How Czechia celebrates Halloween

How Czechia celebrates Halloween

Halloween, or more precisely All Souls Day, falls on 2 November

Everybody around the world has heard of Halloween at least once or of its Spanish equivalent “El Dia de los Muertos”.  The remembrance of the dead is a typical ritual in many countries around the globe. In Czechia, it is known as “All Souls Day” (Dušičky), and it is unique in its own way.

Some history

The roots of today’s celebration go back to the Celts. Saihman was a Celtic holiday which celebrated the end of the year.

The celebration took place on the night of the 31 October and the morning of 1 November. On this night, the Celts believed that the barrier between the dead and the living disappeared. Thus, the souls of those who have passed away may venture onto the earth, and the living may venture into the realm of the underworld.

The Celts used this time to reminisce about their loved ones who have died by lighting fires and candles. They believed that the fire acted as protection against the souls of the wicked and would guide the souls of the pure.

As the Celts did inhabit central Europe, it can be argued that the celebrations of Saihman took place even on the territory of what today is the Czech Republic. This holy day was later replaced by the All Saints' Day (which is celebrated on the 1 November) by the Catholic church and All Souls' Day marked on 2 November.

Celebrations and rituals

Driven by the belief, that life’s final chapter does not end with the coffin, people would usually visit a family grave or a crypt, an light a candle and decorate it with flowers.

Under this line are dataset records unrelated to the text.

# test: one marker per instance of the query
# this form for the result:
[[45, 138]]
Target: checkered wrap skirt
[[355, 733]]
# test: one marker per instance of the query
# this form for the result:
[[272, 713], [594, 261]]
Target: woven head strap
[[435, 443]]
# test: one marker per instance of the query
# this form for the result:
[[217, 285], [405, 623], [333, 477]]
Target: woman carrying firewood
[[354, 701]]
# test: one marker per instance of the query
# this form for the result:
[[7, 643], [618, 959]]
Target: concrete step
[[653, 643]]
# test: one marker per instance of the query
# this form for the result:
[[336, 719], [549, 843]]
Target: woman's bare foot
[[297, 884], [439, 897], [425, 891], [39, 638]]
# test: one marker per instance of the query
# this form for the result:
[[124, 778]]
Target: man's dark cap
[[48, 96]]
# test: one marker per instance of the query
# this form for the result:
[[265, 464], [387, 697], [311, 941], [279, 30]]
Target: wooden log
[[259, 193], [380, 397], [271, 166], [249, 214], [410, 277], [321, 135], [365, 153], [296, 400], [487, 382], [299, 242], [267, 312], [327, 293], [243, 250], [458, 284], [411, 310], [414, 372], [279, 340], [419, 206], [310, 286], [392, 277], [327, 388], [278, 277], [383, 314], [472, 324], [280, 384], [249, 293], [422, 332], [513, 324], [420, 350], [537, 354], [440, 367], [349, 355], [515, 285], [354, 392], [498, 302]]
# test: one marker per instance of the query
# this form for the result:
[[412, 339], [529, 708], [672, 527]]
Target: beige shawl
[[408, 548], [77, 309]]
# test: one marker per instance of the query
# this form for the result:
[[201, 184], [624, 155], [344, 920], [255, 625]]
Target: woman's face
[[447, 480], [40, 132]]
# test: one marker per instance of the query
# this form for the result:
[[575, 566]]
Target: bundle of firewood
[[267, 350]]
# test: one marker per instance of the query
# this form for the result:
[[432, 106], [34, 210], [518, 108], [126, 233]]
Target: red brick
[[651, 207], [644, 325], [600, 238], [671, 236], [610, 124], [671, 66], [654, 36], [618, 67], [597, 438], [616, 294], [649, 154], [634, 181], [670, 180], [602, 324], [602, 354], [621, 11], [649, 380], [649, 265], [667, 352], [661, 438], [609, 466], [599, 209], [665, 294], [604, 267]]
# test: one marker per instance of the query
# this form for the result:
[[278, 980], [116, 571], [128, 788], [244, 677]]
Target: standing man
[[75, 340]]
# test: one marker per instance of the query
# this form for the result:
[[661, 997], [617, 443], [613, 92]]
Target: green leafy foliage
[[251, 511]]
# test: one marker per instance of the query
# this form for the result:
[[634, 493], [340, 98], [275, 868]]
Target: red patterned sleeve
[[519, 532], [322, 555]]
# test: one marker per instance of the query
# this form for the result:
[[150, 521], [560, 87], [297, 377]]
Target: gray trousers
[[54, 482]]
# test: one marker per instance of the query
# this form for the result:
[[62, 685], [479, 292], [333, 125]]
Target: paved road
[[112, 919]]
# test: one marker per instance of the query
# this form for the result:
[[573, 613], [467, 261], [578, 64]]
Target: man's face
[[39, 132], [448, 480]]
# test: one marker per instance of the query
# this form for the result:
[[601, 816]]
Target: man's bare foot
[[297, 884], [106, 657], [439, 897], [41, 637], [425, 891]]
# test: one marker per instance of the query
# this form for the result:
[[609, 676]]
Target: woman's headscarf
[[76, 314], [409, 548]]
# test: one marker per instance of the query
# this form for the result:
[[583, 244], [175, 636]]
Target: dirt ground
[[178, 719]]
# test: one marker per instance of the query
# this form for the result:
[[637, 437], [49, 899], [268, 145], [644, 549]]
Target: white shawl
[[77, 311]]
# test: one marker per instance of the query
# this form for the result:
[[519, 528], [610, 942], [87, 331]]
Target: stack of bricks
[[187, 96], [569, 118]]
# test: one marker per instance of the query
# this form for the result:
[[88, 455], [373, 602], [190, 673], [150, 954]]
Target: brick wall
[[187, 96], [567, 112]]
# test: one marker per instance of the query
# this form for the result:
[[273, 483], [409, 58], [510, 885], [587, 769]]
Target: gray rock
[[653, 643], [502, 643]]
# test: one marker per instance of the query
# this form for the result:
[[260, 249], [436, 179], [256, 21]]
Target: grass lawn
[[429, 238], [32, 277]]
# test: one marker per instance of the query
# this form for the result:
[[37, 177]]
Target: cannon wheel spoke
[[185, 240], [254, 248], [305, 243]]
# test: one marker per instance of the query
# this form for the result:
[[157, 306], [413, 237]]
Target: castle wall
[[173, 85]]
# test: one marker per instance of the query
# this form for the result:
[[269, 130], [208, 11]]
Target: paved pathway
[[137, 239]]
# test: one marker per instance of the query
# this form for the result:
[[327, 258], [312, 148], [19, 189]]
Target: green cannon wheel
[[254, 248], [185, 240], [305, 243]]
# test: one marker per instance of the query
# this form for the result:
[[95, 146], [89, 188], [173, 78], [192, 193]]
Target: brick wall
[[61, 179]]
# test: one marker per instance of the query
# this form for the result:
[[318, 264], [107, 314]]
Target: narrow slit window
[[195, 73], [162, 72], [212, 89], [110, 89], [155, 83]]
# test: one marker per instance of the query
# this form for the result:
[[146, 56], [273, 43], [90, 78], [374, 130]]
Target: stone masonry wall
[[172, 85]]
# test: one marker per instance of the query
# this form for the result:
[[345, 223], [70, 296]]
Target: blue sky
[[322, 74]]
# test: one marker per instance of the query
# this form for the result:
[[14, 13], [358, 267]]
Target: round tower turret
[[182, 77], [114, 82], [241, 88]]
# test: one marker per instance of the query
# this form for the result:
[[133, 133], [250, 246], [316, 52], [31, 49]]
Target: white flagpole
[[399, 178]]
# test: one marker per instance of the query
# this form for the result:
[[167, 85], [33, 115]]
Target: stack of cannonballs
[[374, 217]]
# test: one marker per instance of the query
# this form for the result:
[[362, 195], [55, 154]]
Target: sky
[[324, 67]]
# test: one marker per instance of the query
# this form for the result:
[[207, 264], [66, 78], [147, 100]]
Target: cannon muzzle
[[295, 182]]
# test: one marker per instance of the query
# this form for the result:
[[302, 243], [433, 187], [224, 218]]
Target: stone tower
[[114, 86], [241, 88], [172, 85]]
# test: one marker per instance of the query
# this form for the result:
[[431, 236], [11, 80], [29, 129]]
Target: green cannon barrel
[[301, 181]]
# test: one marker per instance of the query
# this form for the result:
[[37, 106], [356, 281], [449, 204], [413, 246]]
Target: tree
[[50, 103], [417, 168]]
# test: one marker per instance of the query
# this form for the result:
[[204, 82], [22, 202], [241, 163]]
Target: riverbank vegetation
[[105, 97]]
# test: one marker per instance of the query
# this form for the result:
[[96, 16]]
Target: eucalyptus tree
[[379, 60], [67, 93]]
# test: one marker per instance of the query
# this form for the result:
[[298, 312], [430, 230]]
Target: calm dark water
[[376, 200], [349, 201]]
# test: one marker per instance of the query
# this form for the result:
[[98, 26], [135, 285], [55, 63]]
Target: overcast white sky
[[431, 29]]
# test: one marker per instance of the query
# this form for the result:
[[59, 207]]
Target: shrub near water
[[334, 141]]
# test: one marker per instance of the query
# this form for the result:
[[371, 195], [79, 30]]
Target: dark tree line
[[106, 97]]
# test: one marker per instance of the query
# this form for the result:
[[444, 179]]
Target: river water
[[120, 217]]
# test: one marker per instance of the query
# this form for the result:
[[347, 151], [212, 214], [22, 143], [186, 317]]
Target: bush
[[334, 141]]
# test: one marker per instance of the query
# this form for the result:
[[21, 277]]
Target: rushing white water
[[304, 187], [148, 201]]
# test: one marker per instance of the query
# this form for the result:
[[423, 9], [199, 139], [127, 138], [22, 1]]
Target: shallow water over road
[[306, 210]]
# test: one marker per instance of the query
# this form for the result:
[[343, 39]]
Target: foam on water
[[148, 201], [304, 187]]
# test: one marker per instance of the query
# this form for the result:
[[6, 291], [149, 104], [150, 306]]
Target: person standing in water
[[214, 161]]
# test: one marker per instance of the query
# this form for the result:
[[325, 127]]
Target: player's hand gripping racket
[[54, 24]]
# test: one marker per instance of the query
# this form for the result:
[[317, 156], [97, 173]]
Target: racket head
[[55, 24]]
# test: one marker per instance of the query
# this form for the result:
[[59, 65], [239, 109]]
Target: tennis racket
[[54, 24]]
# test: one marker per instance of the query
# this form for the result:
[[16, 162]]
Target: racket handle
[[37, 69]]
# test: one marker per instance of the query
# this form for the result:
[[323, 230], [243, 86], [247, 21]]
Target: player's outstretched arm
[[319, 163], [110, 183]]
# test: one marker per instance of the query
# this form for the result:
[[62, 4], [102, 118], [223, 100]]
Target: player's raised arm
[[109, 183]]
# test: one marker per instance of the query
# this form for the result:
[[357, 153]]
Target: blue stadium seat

On All Souls' Day, it is also possible for the families of those, who were wicked during their life, to pray for their redemption in the afterlife. It is believed, that on the day of 2 November, the souls are given a chance to redeem themselves of their past sins.

Some sources also state that families of a deceased sinner used to burn butter in oil lamps. The unforgiven souls then may bathe in the burned butter and cleanse themselves.

What about Halloween in the Czech Republic?

Halloween is not an official holiday in the Czech Republic, and thus it is not a non-working day. More often than not, it is still viewed as a foreign celebration and the majority of Czechs (young and old) do not have any real connection to it.

The only time we can see any real celebration of Halloween in the Czech Republic is in schools or children's and young people's parties.

One Halloween custom that is prevalent and is getting more and more popular in the Czech republic is pumpkin carving. As the 31 October approaches, we can see houses decorated with works of art all over the country.

What to do in the Czech Republic during Halloween?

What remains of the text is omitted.